5432 josh@athos*# select get_balance('Alice');
(1 row)

5432 josh@athos*# \c porthos 
You are now connected to database "porthos".
5432 josh@porthos# select get_balance('Bob');
(1 row)

Remember I've run my script three times, but Bob has only been credited $200, because that's all Alice had to start with.


Robert Young said...
This comment has been removed by the author.
Robert Young said...

(I tried to edit the first time, but that didn't work, so here goes again.)

One is better off using the federation support available in industrial strength databases (DB2, SQL Server, and Oracle, at least). I gather PG doesn't yet support federation.

Out of band transaction management goes back to, at least, CICS (which is still around). With federation, once configured by the DBA (who may be you) all the tables are local to the SQL you execute. With non-database transaction managers, you're beholden not only on their syntax, but their continued existence. Federation is transparent, and happens in the address space of the databases. And, yes, real federation is multi-vendor.

The ACID requirements are the responsibility of the database(s), not client code, whether that code is embedded in the application or some tacked on carbuncle. CICS persists only because it is 1) old and there are a lot of old programs out there which depend on it and 2) it knows how to ACID simple files (it pre-dates RDBMS). There is no good reason to revert to 1965, even if the syntax is java, ruby, or python.

Joshua Tolley said...

If federation support exists, using it might not be a bad idea. Federation software performs exactly the same role as the transaction manager, in exactly the same way, with the possible addition of aliasing functionality to make objects in different databases look like they're all in one database. Transaction managers such as Bitronix are extremely common in the wild; every full J2EE server ships with one, for instance.

There's no dependence on Bitronix' syntax here; database queries go directly to the database, using whatever flavor of SQL the database supports. All the transaction manager needs is a JDBC driver supporting XA. There is, as you point out, a dependence on the existence of a transaction manager, just as there would be a dependence on either federation software, or all databases combined into one, if we used federation instead.

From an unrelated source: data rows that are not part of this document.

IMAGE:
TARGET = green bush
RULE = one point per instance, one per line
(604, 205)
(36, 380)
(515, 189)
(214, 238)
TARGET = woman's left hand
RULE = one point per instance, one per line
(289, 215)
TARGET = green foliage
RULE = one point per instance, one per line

The client code should most certainly control when transactions begin and end. Only the client software, after all, knows when it has begun and completed one unit of work.

Ethan Rowe said...

I think some of this depends on your underlying assumptions. If you have a function-heavy database, where any logically-atomic business logic is encapsulated in a function/stored proc, then you would logically expect the database to handle the distributed transaction concerns. In that respect, you're acting as if every interaction with the database is atomic at the statement level.

But it's not at all uncommon to have the case that Josh is outlining, where the app is enforcing the business logic and has to coordinate transactions itself. At which point, naturally the inclination is to manage it from the app, as you are rather stuck with that strategy to begin with.

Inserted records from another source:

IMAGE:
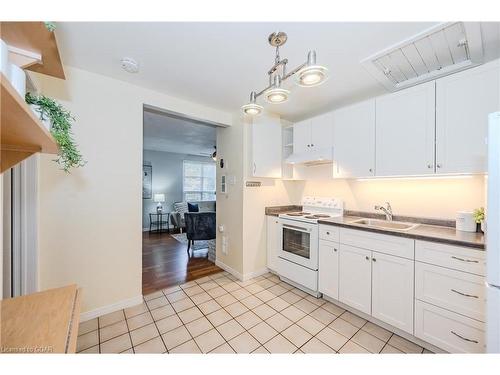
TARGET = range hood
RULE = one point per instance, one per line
(312, 157)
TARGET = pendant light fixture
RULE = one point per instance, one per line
(308, 74)
(214, 154)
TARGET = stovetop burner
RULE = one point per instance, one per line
(318, 216)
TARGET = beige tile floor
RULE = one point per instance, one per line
(218, 314)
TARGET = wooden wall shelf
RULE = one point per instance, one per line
(22, 133)
(36, 39)
(41, 322)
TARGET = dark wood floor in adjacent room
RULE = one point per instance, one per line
(165, 263)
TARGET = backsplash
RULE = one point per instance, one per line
(437, 197)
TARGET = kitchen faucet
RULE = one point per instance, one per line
(387, 211)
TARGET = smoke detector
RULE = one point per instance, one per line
(129, 65)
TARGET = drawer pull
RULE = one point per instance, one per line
(464, 294)
(464, 338)
(465, 260)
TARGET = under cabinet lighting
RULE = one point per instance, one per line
(450, 177)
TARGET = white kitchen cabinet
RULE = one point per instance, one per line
(266, 147)
(354, 140)
(301, 136)
(463, 102)
(273, 242)
(405, 125)
(392, 290)
(355, 278)
(313, 134)
(329, 268)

I'm not debating between the approaches, mind you, only that the underlying assumptions differ.

Robert Young said...

Given this:

End Point's developers are experts in designing, developing, and maintaining effective and well-structured databases.

I find this:
But it's not at all uncommon to have the case that Josh is outlining, where the app is enforcing the business logic and has to coordinate transactions itself. At which point, naturally the inclination is to manage it from the app, as you are rather stuck with that strategy to begin with.

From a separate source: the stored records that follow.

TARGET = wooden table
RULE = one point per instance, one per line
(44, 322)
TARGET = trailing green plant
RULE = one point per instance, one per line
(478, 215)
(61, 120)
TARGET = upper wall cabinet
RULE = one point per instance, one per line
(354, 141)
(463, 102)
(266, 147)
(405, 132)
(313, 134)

While I surely agree with your analysis (mine was the same and motivated me to comment), I find it at odds with the End Point statement. That's all. If organizations with End Point's statement (or similar) are willing to cave in to app driven control, then we aren't making progress. We're the ones who are supposed to be smarter than those average bears.

Render unto the database that which is the database's. Keep our eyes on the prize. Fight the good fight. Do the right thing. And so on.